Via Phil Plait
The Institute for Creation Research, which in 2007 moved from California to Texas, has been seeking accreditation in Texas to award a Master’s degree in science education. In 2008 the Texas Higher Education Coordination Board denied ICR’s request for accreditation, and ICR brought federal suit. The National Center for Science Education now reports that ICR’s request to temporarily award the degree while seeking permanent accreditation has been turned down by the court.
ICR’s graduate school is currently accredited by TRACS, the Transnational Association of Christian Colleges and Schools, which IIRC was originally founded by a group including Henry Morris, also the founder of ICR, to provide a cloak of faux respectability for institutions like ICR. As NCSE notes, TRACS
… requires candidate institutions to affirm a list of Biblical Foundations, including “the divine work of non-evolutionary creation including persons in God’s image.”
See here for more (pdf), especially pp20ff on “Biblical Foundations”. TRACS is not recognized by Texas as an accrediting agency.

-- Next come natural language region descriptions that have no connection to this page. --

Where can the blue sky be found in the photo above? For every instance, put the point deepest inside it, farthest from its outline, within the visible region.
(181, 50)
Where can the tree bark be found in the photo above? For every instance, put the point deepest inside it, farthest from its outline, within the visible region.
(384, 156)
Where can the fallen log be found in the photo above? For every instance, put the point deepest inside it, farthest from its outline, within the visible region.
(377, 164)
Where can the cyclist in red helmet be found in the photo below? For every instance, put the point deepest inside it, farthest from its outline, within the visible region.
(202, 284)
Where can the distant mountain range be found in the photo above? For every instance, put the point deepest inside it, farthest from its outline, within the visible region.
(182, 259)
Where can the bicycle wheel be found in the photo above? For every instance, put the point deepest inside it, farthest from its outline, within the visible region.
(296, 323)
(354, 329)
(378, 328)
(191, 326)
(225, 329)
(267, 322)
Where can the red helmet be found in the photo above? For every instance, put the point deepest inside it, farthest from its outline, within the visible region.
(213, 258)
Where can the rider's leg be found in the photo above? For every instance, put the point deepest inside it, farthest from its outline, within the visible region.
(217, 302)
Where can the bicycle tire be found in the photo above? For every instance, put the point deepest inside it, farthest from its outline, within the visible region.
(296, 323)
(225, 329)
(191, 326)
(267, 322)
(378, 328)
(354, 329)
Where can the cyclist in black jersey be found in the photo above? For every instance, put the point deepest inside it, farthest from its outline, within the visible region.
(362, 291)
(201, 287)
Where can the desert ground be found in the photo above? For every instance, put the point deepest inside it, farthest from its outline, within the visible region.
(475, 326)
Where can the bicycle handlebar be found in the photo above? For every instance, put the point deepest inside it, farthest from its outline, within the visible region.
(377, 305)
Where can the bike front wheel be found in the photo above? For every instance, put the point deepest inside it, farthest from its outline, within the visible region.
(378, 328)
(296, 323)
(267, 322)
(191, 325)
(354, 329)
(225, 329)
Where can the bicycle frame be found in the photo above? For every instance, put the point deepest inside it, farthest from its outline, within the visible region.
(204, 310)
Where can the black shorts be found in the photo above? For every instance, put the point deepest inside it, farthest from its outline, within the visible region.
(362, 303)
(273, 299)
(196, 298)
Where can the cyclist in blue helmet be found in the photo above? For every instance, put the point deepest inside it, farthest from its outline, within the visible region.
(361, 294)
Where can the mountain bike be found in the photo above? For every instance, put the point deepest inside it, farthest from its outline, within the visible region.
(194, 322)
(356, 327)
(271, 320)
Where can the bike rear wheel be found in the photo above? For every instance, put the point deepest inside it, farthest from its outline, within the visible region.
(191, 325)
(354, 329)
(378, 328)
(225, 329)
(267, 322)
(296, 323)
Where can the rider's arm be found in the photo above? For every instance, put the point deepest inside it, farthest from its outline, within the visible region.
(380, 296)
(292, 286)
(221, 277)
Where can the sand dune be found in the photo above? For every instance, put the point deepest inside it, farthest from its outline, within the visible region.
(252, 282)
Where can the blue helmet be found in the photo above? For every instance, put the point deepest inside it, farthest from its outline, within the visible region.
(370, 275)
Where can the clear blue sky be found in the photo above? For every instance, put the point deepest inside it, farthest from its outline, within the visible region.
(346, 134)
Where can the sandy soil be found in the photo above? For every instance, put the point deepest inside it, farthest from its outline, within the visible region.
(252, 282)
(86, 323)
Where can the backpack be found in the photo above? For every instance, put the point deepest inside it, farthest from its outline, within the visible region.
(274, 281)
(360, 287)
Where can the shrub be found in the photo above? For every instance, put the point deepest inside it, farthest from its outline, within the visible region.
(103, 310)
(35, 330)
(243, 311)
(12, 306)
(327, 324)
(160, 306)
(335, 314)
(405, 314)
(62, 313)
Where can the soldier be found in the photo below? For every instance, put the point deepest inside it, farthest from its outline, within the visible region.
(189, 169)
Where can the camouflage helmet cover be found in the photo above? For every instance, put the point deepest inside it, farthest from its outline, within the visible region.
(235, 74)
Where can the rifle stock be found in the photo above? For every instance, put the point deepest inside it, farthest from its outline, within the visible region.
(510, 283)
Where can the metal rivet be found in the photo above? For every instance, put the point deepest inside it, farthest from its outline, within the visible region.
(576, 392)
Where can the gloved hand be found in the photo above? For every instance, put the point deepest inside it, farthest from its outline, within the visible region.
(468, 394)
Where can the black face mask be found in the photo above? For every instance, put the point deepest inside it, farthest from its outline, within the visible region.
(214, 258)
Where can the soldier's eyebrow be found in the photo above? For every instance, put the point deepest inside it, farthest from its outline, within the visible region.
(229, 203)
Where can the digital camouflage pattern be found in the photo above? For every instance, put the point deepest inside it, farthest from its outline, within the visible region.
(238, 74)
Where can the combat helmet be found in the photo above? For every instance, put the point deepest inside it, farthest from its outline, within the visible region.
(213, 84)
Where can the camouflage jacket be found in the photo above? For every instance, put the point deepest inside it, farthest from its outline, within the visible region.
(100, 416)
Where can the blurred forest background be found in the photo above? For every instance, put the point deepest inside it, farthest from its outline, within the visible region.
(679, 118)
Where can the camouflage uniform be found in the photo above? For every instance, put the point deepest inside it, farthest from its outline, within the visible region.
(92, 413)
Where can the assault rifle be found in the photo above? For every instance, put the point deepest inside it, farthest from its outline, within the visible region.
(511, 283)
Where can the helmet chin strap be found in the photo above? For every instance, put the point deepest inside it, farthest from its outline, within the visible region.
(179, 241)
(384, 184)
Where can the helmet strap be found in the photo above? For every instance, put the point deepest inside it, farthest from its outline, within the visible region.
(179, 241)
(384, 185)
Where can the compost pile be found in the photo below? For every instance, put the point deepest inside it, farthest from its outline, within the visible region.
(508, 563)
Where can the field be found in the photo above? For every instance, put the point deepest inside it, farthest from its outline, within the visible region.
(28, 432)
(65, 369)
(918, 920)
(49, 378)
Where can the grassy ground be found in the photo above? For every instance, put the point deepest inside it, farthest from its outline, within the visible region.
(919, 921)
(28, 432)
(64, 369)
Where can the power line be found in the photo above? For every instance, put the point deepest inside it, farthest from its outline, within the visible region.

In the ruling denying ICR temporary permission to award the degree, the court wrote
“It appears that although the Court has twice required Plaintiff to re-plead and set forth a short and plain statement of the relief requested, Plaintiff is entirely unable to file a complaint which is not overly verbose, disjointed, incoherent, maundering, and full of irrelevant information” (p. 12).
Kind of like most of their stuff, hm? It puts me in mind of R. Kelly Hamilton’s style in the Freshwater hearing: Toss everything into the pot and hope that something is edible.